Burton Albion 0 Liverpool 5
It will take more than an emphatic victory over Burton Albion to provide evidence that Liverpool are back on the right path after Saturday’s sobering defeat at Burnley but Jürgen Klopp’s side did all that was asked of them on an evening when the chasm in class was every bit as wide as the scoreline suggests.
Klopp's team selection underlined how seriously he was treating this match and their progress to the third round of the League Cup was a formality before the midway point of the first half. Liverpool, courtesy of early goals from Divock Origi and Roberto Firmino, were 2-0 ahead after 22 minutes and it was already starting to feel like an exercise in damage limitation for the Championship club.
Nigel Clough, who made five changes to his starting XI, may well have had one eye on the visit of neighbouring Derby County on Friday in another landmark game for a club that have come so far in such a short time. Klopp, however, was thinking only of returning to winning ways and his players had no intention of disappointing him.
Sadio Mané was outstanding, the £34m summer signing from Southampton setting up three of Liverpool's five goals, including Daniel Sturridge's second. The England international came off the bench in the second half, just after Tom Naylor's own goal had made it 3-0 to Liverpool, and quickly struck twice, his first walked into the net from James Milner's low cross and the second clinically finished. The only slight worry for Liverpool was the sight of Emre Can limping off, although the injury did not appear to be serious.
Moving the ball around with pace and purpose, Liverpool meant business from the start and it felt like a matter of time before Klopp’s side took the lead. Dominating possession, Liverpool’s slick passing and fluid movement were too much for Burton at times and it was no surprise when Origi opened the scoring in the 15th minute.

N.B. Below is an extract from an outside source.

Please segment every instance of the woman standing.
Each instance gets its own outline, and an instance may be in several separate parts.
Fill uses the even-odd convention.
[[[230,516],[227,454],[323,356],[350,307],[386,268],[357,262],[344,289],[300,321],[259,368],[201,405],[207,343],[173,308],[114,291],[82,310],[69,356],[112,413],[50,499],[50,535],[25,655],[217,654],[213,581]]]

Stephen Bywater, who had already denied Origi and Firmino, was left stranded as a terrific burst of speed from Mané opened Burton up. The Senegalese, who missed the Burnley game with a shoulder injury, looked threatening whenever he picked up the ball and it was a lovely piece of play on the Liverpool right that bamboozled Damien McCrory and created a couple of yards of space inside the area. Dropping his shoulder, Mané left the Burton defender for dead and squared for Origi, who turned the ball over the line from little more than a yard out with a neat flick.
Origi was making his first start of the season along with Emre Can, while there was a first competitive Liverpool appearance for Joël Matip, who partnered Dejan Lovren at centre-back. Sturridge dropped to the bench along with Georginio Wijnaldum and Ragnar Klavan, with Philippe Coutinho rested.
It looked a strong team on paper and it showed on the pitch. There were times when Burton were chasing shadows, which is no disgrace against a team of Liverpool's quality. Adam Lallana should have doubled Liverpool's lead in the 20th minute, when Jordan Henderson picked him out with a fine centre that implored the England international to nod home, but the contact on his header was poor and the chance was squandered.
Liverpool were not so generous with their finishing a couple of minutes later, when Bywater gifted the ball to the most dangerous player on the pitch. Mané, stood just inside the Burton half, intercepted Bywater's throw out and fed the rampaging Nathaniel Clyne. The right-back's centre was inch perfect and Firmino, from about six yards, dispatched his header beyond the Burton goalkeeper.
The occasion had always promised goals. Burton's first four Championship matches had yielded 18 – nine at each end – providing a measure of the open, attacking football that Clough likes his teams to play. For a long period, though, it was one-way traffic here as Liverpool took total control. Mané, running on to Firmino's pitching-wedge pass, felt that he should have had a penalty on the stroke of half-time but Simon Hooper, the referee, waved away his appeals after Kyle McFadzean clipped his heels. The Burton captain may well argue that the contact was accidental.
Any faint hopes that Burton had of salvaging something from the game were extinguished when Matip's header, from a Milner corner, was turned into his own net by Naylor just after the hour. Running through on goal in the right channel, Lucas Akins had Burton's best opportunity of the game moments later but his shot was high and wayward.
Liverpool, however, were not finished. Milner, fed by Mané, crossed for Sturridge to tap in and the substitute scored a second six minutes later, confidently shooting home from about 12 yards.